Born in Suriname to a Curacaoan mother and an Indian-Surinamese father. I moved to the Netherlands at a young age, where I was raised by a single mom on a secretary salary. The odds were not in favor of an international banking career.
I chose a nearly all white high school, because they had a basketball court right on their schoolyard, but when some of the kids started greating me with “yo, yo, yo”, I sort of gave up on even trying to fit in. The basketball court is where I felt at home and often, I didn’t really see the point of going to class. Nevertheless, my grades remained high, so when the school offered me to take my final exams a year early, I absolutely took it.
University was more of the same: not a lot of ethnic minorities studying Econometrics and Operations Research. They called my the ghost student, because I never showed up for class, but my name kept popping up at the top of the exam result lists. Meanwhile, I spent my time competing in kickboxing and trained twice a day; that’s where I felt more at home.

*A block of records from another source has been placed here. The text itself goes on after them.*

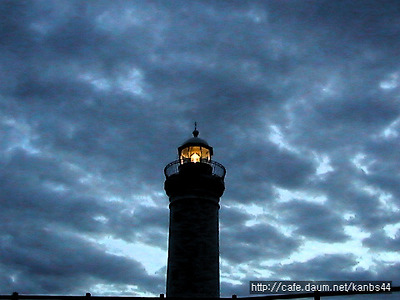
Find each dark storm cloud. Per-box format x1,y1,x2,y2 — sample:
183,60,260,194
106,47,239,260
0,227,162,295
1,0,400,297
223,139,316,204
1,147,168,241
276,200,350,242
270,254,373,281
363,137,400,204
221,223,300,264
220,206,252,228
307,161,400,232
363,229,400,252
109,204,168,248
0,148,167,294
268,253,399,300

Needless to say that the transition to a predominantly white corporate world was not well prepared. I was navigating two completely different worlds and remember feeling almost ashamed of wearing a suit on my way home from work. Looking back at my career now, there was a defining moment that changed things for me. I decided I could do better and started looking for a job elsewhere.
“Finally, some colour in the room!” was the first thing he said when he entered the room, where I was waiting for my job interview. A big smile on his face; this guy meant it! He was interested in my story; who I am and what I can bring to the table. I was completely different from him and that’s why he hired me.
The team I ended up in was a complete mixture of different skill sets, different industry backgrounds and different personal backgrounds, purposely put together to breathe creativity and come up with the smartest solutions. Diversity was our power. Still I had strides to make: I even remember being a bit nervous when we had a team celebration dinner. I had never really learned proper restaurant etiquette, let alone all those fancy names on the menu. But these guys never looked down on me (I am over 2 metres tall, so that is hard to do anyway).
Moral of my story is that I could have very well been wasted talent. All it took was one manager, one team, that made me feel at home and appreciated the skills and perspectives I had to offer. It gave me the confidence that I needed to do well and aim high. I started to find my connection with the corporate world and slowly merged the different worlds I was operating in. Now, having that different cultural background that offers a fresh perspective, actually works in my favour.
I co-founded Roots Inspire, because I want to help ethnic minority talent speed up the process I went through. Too much talent is wasted if we cannot find the connection with the corporate world. When we reduce the odds of wasted talent, everybody wins!